Elena says she remembers a story Perla told her, about a mother and daughter who were killed. The daughter makes it to heaven early, having been saved by living a shorter and purer life, and tries to help the mother get to heaven with her. When they get reunited, Perla tells Elena that “The mother thought her daughter had saved her from languishing in the void . . . She didn’t know she’d already been purified, that her daughter was only waiting until it was the mother’s turn to be called home.” Elena wants that home but isn’t sure if she should be reaching to pull her mother with her, or waiting for her kids to pull her to a home.
While the family doesn’t get legal U.S. citizenship, the book acts as a record of the myths and the trials and tribulations and fears they all braved while trying to get into the same house once again. The document is their attempt at taking control of their own narrative, of fighting to stay close to each other, of making their memories and tragedies and myths a little more real, a little more solid.

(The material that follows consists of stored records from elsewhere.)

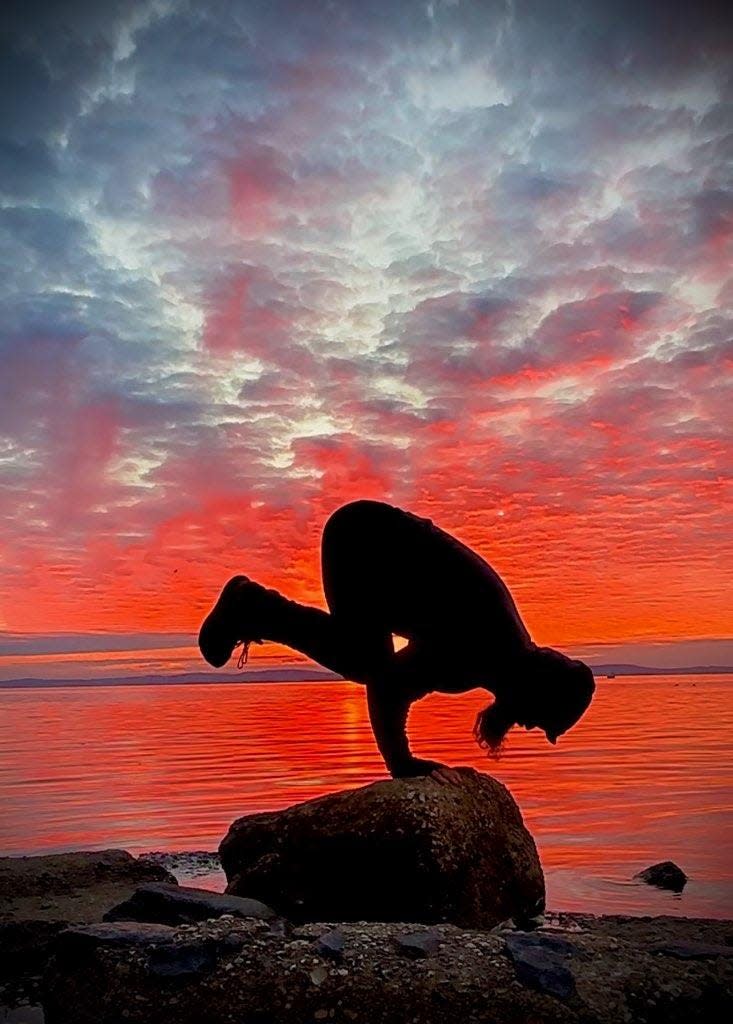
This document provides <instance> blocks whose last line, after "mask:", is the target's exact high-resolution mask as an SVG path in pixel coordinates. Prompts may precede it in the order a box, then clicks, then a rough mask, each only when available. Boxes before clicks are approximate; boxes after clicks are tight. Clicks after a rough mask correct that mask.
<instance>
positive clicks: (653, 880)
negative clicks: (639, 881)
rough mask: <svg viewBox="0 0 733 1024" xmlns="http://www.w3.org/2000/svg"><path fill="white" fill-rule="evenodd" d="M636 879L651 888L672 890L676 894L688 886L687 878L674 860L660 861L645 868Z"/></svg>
mask: <svg viewBox="0 0 733 1024" xmlns="http://www.w3.org/2000/svg"><path fill="white" fill-rule="evenodd" d="M634 878H635V879H639V881H640V882H646V883H647V885H649V886H656V887H657V889H670V890H672V892H674V893H681V892H682V890H683V889H684V888H685V886H686V885H687V876H686V874H685V872H684V871H683V869H682V868H681V867H678V865H677V864H676V863H675V862H674V860H660V861H659V863H658V864H652V865H651V866H650V867H645V868H644V870H643V871H639V873H638V874H635V876H634Z"/></svg>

Near the end of the book, one of the characters says, “I’ve had borders drawn around me all my life, but I refuse to live as a bordered person. I hate the term undocumented. It implies [we] don’t exist without a paper trail.” In the acknowledgments, Engel writes, “To the families who see aspects of their experiences reflected in these pages: You are my heroes. I wrote this book for you. To victims and survivors of every kind of violence, and to the displaced and the disappeared: I carry you in my heart.” The people in this story are fictional, but so is the idea that papers make a person human. Engel’s characters all fight to be together, to change the narratives that outsiders have written about them, and to make a home in the United States, no matter how undeserving we are as a country to house their love. As a country, we have the chance to write our own narratives too. But we must, too, wonder what will be written, in documents and stories that are all very real, about us if we keep splitting families apart.